Ja klar, die derzeit exorbitanten Preissteigerungen machen natürlich in erster Linie Mietern zu schaffen, deren Gehälter nicht (zumindest nicht unmittelbar) so stark ansteigen. NUR: noch deutlich länger warten mit einer Mieterhöhung, macht halt auch wenig Sinn, weil im derzeitigen Umfeld von stark steigenden Hypothekenzinsen und damit erhöhter Nachfrage nach Mieten anstelle Käufen und dem ohnehin stark anziehenden allgemeinen Preisniveau die Mietpreise eher noch stärker steigen werden als in der Vergangenheit, zumindest in den Lagen, die die beschriebenen Immobilien betreffen. Und die Differenz zur Marktmiete würde bei Nixtun immer grösser werden bzw. die später vorzunehmenden Anpassungen noch unangenehmer für den Mieter. Ich halte eine Erhöhung von 15% in einem bestehendem Mietverhältnis ohnehin schon für grenzwertig, selbst wenn juristisch 20% und mehr drinnen wären.

Was ich mich auch frage:
Ob bei dieser Kaltmietpreiserhöhungsthematik auch gleich die Nebenkostenvorauszahlung angehoben werden sollte. Bislang lagen die NK-Vorauszahlungen dieser 2 Mieter immer in etwa im Bereich der tatsächlichen Kosten. Natürlich ist den Mietern klar, dass diese NK nun deutlich steigen werden. Aber die Anhebung der NK-Vorauszahlung zeitgleich mit der Mieterhöhung zu machen, würde halt in einem Fall dann auf ca. 200 € mehr an monatlicher Gesamtzahlung hinauslaufen, was auch nicht unproblematisch ist. Daher tendiere ich dann eher dazu, die NK-Vorauszahlung einfach gar nicht zu thematisieren und wenn dann die Jahresabrechnung mit konkreten Werten kommt, dann eben noch eine NK-Anpassung vorzunehmen.

Öhmmm!
Nur zur Klarstellung:
Wir reden über eine viel zu geringe monatliche Kaltmiete von derzeit 1.000 - 1.300 € ?
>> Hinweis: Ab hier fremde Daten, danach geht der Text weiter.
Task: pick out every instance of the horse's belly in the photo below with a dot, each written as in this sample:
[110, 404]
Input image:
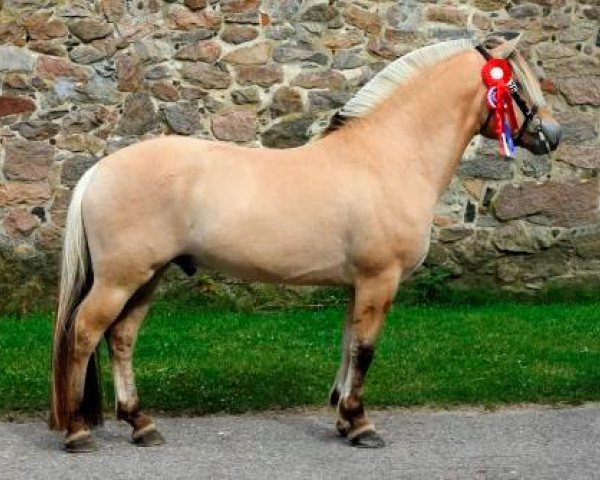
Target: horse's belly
[275, 261]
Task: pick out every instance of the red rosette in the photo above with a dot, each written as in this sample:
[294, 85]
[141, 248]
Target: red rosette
[495, 72]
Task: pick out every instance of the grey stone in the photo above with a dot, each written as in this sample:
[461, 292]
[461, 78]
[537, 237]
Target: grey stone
[158, 72]
[245, 95]
[327, 100]
[207, 76]
[192, 36]
[183, 118]
[320, 12]
[139, 115]
[280, 32]
[15, 59]
[74, 167]
[454, 234]
[440, 256]
[86, 54]
[405, 15]
[80, 121]
[152, 51]
[349, 58]
[525, 10]
[100, 90]
[486, 166]
[90, 29]
[577, 126]
[290, 132]
[294, 51]
[36, 129]
[519, 237]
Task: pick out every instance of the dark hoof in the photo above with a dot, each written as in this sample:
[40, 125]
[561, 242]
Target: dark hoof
[83, 444]
[149, 439]
[369, 439]
[343, 427]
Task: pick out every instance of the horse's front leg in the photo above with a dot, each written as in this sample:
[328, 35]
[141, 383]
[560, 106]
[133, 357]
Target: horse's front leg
[373, 299]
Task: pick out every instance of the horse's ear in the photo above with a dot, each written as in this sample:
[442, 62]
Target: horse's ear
[508, 46]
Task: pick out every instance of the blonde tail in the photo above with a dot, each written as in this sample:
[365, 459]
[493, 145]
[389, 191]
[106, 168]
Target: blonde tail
[75, 281]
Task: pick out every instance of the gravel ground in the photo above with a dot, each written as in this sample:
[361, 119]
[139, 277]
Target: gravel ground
[528, 443]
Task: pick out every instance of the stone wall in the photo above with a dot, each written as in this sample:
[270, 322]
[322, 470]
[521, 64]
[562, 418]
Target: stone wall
[82, 79]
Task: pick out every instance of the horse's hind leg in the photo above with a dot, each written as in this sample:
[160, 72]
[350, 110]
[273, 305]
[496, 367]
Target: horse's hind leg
[373, 299]
[336, 390]
[121, 338]
[97, 312]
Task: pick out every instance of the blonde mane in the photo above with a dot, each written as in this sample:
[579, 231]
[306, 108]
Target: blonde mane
[397, 72]
[405, 67]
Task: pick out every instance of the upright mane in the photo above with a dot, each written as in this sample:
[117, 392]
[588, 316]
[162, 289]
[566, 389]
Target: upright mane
[397, 72]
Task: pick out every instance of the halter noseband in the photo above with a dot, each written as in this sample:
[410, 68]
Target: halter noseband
[528, 113]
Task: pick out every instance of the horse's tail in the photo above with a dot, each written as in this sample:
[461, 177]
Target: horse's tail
[75, 282]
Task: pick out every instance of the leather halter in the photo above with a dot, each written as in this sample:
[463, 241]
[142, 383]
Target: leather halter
[528, 113]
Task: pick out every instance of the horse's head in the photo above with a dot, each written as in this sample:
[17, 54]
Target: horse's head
[538, 131]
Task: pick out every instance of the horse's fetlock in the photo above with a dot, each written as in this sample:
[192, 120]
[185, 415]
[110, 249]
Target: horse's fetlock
[351, 407]
[364, 356]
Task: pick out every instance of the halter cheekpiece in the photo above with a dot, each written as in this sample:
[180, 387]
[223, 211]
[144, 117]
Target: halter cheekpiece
[497, 75]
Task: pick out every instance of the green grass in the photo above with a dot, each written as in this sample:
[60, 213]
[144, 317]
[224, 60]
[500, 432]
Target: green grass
[192, 360]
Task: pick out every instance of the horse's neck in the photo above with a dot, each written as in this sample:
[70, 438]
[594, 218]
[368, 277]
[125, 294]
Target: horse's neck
[423, 128]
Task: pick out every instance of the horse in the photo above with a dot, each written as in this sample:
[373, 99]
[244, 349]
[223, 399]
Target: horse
[354, 207]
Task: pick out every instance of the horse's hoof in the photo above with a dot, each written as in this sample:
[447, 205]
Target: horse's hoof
[151, 438]
[81, 444]
[368, 439]
[343, 427]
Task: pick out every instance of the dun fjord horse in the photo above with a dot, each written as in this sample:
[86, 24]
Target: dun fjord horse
[352, 208]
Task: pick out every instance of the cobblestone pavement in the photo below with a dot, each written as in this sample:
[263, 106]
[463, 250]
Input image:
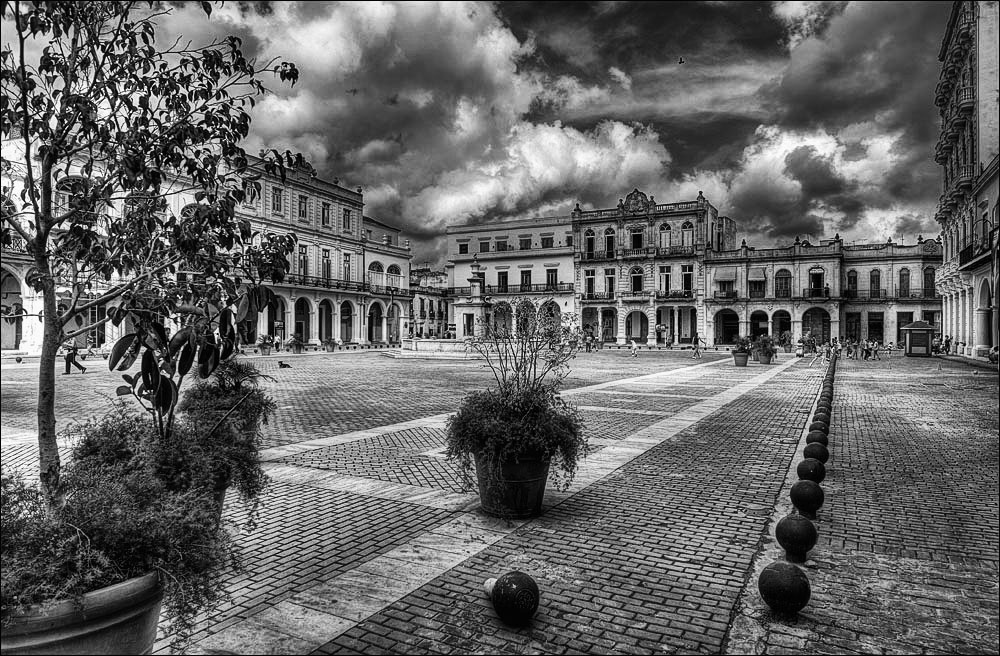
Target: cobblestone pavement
[907, 558]
[367, 543]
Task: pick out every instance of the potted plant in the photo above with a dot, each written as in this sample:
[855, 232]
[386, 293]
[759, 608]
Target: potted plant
[90, 551]
[512, 434]
[741, 351]
[766, 348]
[785, 341]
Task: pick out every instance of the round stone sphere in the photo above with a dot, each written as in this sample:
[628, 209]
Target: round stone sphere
[817, 451]
[796, 535]
[817, 437]
[515, 598]
[807, 497]
[784, 587]
[811, 469]
[820, 426]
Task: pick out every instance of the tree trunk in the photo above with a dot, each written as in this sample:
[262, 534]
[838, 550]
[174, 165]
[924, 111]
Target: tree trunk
[48, 447]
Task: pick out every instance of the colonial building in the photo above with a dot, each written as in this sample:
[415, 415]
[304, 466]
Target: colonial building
[664, 273]
[968, 151]
[349, 275]
[429, 306]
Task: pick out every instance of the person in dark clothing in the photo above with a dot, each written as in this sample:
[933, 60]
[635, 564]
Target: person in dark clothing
[70, 357]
Ernsthaft: Wenn 500,- € pro Monat pro Wohnung fehlen, dann reden wir über Penthäuser in Toplage?
(ich mag mir gar nicht vorstellen wollen, was die Immos vor 2 Jahren gekostet haben; Dagobert würde von Fantastilliarden fabulieren)
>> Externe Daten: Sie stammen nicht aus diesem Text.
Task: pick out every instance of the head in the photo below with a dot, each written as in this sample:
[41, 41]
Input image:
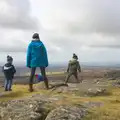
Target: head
[9, 59]
[35, 36]
[75, 56]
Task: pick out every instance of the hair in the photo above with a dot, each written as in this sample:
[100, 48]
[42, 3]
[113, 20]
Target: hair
[35, 36]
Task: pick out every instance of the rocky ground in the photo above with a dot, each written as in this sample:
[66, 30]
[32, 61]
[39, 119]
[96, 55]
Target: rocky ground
[95, 99]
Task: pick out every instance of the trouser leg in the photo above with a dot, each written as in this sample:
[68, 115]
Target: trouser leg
[76, 76]
[43, 72]
[31, 79]
[10, 85]
[6, 85]
[68, 77]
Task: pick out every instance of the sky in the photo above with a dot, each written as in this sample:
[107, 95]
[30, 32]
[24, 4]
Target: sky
[89, 28]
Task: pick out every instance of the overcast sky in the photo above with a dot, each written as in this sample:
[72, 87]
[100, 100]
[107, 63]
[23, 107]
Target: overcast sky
[89, 28]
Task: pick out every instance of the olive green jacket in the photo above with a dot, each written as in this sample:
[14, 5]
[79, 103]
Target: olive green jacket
[73, 66]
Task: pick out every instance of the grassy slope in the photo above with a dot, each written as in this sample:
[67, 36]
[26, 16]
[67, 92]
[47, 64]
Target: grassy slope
[109, 111]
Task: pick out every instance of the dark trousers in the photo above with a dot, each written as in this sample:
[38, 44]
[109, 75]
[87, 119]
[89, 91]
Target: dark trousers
[70, 74]
[43, 75]
[8, 84]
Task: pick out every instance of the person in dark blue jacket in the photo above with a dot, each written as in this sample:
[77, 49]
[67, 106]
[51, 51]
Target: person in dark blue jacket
[9, 71]
[37, 57]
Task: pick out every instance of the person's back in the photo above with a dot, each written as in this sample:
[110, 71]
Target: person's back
[74, 66]
[9, 71]
[37, 57]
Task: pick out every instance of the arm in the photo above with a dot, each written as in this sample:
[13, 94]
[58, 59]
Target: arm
[14, 70]
[79, 67]
[28, 56]
[68, 67]
[45, 56]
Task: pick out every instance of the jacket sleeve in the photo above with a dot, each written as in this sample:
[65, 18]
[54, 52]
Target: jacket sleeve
[28, 55]
[45, 55]
[14, 70]
[79, 67]
[68, 67]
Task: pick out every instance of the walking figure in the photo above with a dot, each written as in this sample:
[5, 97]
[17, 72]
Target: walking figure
[37, 57]
[73, 68]
[9, 71]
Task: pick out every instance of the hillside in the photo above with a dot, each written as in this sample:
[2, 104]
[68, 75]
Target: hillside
[96, 99]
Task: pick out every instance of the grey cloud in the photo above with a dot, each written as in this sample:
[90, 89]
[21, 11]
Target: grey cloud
[99, 17]
[106, 46]
[17, 15]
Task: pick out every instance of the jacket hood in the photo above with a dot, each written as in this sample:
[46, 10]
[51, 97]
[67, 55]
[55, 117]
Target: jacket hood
[73, 61]
[37, 43]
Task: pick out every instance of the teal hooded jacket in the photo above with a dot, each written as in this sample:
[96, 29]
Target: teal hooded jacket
[37, 54]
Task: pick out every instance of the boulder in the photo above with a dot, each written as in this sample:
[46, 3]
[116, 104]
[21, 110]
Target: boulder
[96, 92]
[67, 113]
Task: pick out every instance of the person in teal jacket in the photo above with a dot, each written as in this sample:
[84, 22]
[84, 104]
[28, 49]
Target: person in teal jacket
[37, 57]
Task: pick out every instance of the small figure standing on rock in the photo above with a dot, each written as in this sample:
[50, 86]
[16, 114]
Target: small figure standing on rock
[9, 71]
[37, 57]
[73, 68]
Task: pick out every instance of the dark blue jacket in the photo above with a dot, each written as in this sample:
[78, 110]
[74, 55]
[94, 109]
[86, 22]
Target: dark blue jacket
[37, 54]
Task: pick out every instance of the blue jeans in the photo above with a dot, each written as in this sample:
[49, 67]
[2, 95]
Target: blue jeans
[8, 84]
Oder willst Du uns hier einfach nur veräppeln?
Toplage ist richtig, Penthouse ist unter den 2 Immobilien aber nicht dabei. m2-Preis vor 2 Jahren fast schon fünfstellig, aber dafür auch nur ziemlich kleine Wohnungen. Der laufende CF NACH Bewirtschaftung, also inkl. Steuer etc. war von Anfang an positiv und dies bei ca. Vollfinanzierung.